"The Offering"
18 x 24" Acrylic on Board2014
Von der Decken's Hornbill Pair
$6,800
How to buy, general information
|
I spent Christmas of 2012 in Laikipia, Kenya, a beautiful, arid plateau region of East Africa. This was the culmination of a three week safari with my partner, Guy Combes, and we’d gathered at the stunning El Karama Eco Lodge, owned and operated by notable sculptor Murray Grant and his wife, Sophie, for a reunion with Guy’s extended family. Amidst the holiday revelry, we went for several productive game drives, and I spent every free moment wandering the camp grounds, following glimpses of Blue-Napped Mousebirds and Purple Grenadiers, watching the antics of Vervet Monkeys, and seeing how close I could get to green tree snakes and red-headed Agama lizards before they slithered or skittered out of sight. I did not, however, have to hunt for or wait patiently to see were the hornbills. We encountered two species, Red-Billed and Von der Decken’s, but there was one pair of the Von der Decken’s that were outrageously habituated to the presence of humans and would show up like clockwork whenever we had a meal, both to devour the bits of fruit the staff left out for them on a platform feeder and in hopes of darting off with any leftover scraps from our table. I was captivated by their prehistoric good looks, bold colors, and equally bold personalities. The female in particular was utterly fearless, hopping so close to my camera (within arm’s length) that I had to remove my long lens in order to get her in focus. My favorite moment, however, was watching the male offer gifts of food to his mate. In reality, he was giving her bits of Chevda (a highly addictive Indian snack mix) that we’d left out in hopes of attracting elephant shrews. In my painting, I’ve traded in the Chevda for a locust (a more natural diet for these birds) but represented their postures exactly as I experienced them.
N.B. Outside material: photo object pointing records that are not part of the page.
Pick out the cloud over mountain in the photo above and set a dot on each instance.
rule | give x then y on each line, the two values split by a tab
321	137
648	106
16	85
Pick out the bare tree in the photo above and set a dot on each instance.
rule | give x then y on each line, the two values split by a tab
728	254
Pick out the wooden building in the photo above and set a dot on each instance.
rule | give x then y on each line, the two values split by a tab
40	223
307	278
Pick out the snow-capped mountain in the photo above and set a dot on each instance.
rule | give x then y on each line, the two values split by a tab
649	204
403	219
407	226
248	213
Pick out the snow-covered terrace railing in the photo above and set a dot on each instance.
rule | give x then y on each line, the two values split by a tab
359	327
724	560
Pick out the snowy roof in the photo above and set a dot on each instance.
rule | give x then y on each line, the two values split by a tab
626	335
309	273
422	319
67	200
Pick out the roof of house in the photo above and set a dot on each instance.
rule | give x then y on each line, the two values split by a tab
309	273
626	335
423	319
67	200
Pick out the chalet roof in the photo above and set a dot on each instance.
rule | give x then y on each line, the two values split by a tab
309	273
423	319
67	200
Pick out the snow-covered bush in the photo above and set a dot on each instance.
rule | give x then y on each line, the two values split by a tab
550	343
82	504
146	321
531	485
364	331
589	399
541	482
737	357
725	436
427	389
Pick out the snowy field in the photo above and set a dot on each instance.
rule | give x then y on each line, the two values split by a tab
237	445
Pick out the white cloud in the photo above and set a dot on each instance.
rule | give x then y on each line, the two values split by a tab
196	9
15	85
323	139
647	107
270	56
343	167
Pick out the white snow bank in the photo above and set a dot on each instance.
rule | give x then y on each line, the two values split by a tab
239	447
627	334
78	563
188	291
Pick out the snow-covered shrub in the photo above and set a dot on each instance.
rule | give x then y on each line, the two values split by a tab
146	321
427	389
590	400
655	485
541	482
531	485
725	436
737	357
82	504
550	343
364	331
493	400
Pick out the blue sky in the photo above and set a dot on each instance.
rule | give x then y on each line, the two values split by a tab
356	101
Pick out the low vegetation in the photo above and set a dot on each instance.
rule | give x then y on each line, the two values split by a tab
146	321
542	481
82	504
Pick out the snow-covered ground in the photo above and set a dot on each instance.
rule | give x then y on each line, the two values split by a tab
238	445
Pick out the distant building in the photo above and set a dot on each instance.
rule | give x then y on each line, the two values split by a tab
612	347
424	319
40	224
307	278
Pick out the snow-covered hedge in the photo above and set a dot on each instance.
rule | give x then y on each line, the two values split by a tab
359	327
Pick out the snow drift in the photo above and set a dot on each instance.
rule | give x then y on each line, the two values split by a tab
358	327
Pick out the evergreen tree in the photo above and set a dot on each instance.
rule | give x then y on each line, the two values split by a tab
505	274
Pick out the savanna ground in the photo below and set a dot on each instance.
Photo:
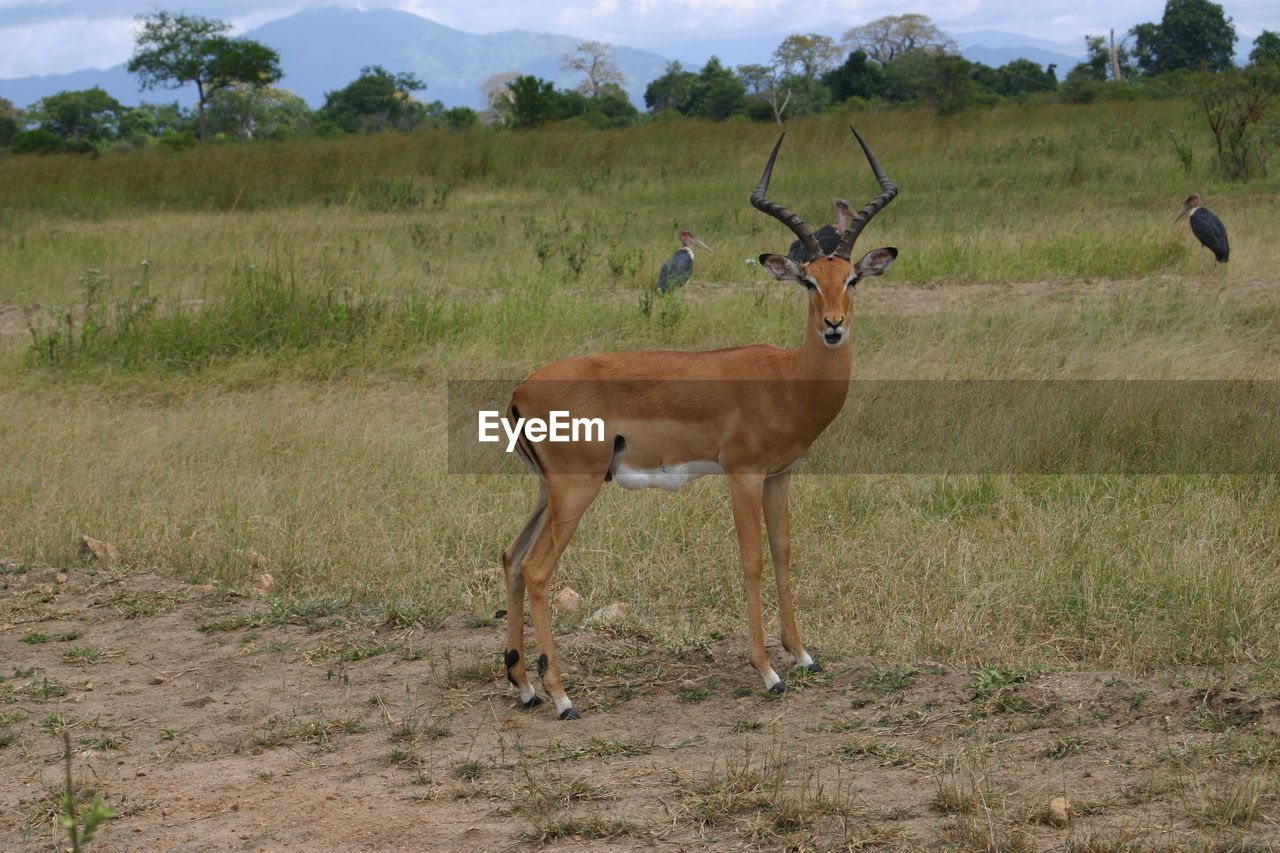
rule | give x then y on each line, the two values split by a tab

My goal was to turn this simple gesture of deference between a bonded pair into an iconic symbol, not just of courtship, but of the cycle of life, which of course begins with the pairing of two individuals. With the disc (representing the Kenyan sun) behind them, the livid red ground surface (an only slightly abstracted representation of Kenya’s oxide rich soil) and the bold silhouettes echoing this ceremonial act, a moment in time is fused into an altarpiece, a mandala. I don’t claim to be an expert on Buddhism or Hinduism, but in layman’s terms, a mandala offering is a symbolic offering of the entire universe; though the symbology in this painting is derived from a single moment, rather than the accumulation of centuries old symbols, it is just that. As William Blake wrote of seeing the “world in a grain of sand” and “Heaven in a wild flower” so too am I finding something cosmological in the bird.